Soaring directors’ and officers’ (D&O) premiums and insurers leaving the market are a sign that “something is not quite right” in the securities class action environment, the Australian Law Reform Commission (ALRC) says.
The law group, which provides recommendations to the Attorney-General, looked at the D&O issue as part of a broader inquiry on class actions and litigation funders.
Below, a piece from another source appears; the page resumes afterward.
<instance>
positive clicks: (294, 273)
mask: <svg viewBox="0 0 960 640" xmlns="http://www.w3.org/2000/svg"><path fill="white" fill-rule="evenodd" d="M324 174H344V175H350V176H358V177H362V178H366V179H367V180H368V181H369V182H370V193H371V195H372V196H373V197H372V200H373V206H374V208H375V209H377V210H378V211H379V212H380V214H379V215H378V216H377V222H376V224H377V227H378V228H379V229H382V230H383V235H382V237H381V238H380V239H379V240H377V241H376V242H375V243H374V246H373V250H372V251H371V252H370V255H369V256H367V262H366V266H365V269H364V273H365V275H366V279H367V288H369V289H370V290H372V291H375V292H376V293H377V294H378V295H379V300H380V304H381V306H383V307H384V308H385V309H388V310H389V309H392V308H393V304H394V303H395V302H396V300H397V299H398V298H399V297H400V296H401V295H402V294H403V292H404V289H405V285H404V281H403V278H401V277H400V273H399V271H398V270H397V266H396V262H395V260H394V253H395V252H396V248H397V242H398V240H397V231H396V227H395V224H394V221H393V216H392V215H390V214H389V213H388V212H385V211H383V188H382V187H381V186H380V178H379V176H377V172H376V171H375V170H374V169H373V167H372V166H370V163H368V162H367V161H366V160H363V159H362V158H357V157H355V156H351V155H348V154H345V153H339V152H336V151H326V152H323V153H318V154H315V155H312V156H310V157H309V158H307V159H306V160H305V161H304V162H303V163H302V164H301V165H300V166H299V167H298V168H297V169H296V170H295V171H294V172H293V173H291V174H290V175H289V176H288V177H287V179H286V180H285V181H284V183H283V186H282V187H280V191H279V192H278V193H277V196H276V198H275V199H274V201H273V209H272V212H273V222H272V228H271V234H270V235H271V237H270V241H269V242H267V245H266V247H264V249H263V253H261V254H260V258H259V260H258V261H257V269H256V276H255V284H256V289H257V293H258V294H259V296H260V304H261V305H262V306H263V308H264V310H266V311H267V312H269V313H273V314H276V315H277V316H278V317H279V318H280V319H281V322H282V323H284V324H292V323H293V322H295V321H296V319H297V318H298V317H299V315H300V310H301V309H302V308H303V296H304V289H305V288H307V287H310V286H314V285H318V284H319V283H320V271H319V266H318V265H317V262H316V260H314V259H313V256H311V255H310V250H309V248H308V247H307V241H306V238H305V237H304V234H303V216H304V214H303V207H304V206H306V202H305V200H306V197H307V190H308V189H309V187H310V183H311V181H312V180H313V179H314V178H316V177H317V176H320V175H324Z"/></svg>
It says the Government should conduct a separate review of the shareholder class action regime.
“The ALRC viewed this particular issue as being the canary in the coalmine – something is not quite right, but the evidence is not yet available to establish precisely what,” the ALRC says in a report tabled yesterday.
D&O premiums have surged more than 200% in the past two years, with the current pool becoming inadequate to cover increasing and expensive claims, insurers say.
WR Berkley, Vero, Lloyd’s Novae and Lloyd’s Canopius have withdrawn from providing cover to Australian Securities Exchange (ASX) listed companies, a Marsh submission says, while XL Catlin, Zurich, Chubb, Allianz and Liberty are among those that have ratcheted back their exposures.
Some have blamed the ASX continuous disclosure rules for increasing class action activity and rising costs, while others refute the need for changes to rules that provide important protections.
The ALRC recommends a review of the legal and economic impact of the disclosure and misleading and deceptive conduct rules in the Corporations and Australian Securities and Investments Commission acts.
The proposal was first flagged in a discussion paper last May, sparking “claims and counter-claims” that the ALRC says should be examined given concerns about the “double-edged” nature of previous reforms.
The ALRC Class Action Proceedings and Third-Party Litigation Funders report includes 24 recommendations.
It says the Federal Court should have “exclusive jurisdiction” over class actions arising from the Corporations and ASIC Acts and suggests amendments to address the rising number of competing class actions.
“Those amendments seek to ensure that, wherever possible, there is a single class action in order to litigate a claim,” it says. “Multiple class actions increase uncertainty, costs and delays.”
It proposes greater oversight of third-party litigation funders, without requiring that they become licensed in the same way as financial service providers, and notes their important role in securing access to justice.
“A suite of recommendations to improve the regulation of litigation funders and to support the unique role of the Federal Court in protecting the interests of all group members is recommended in lieu of a licensing regime for litigation funders,” it says.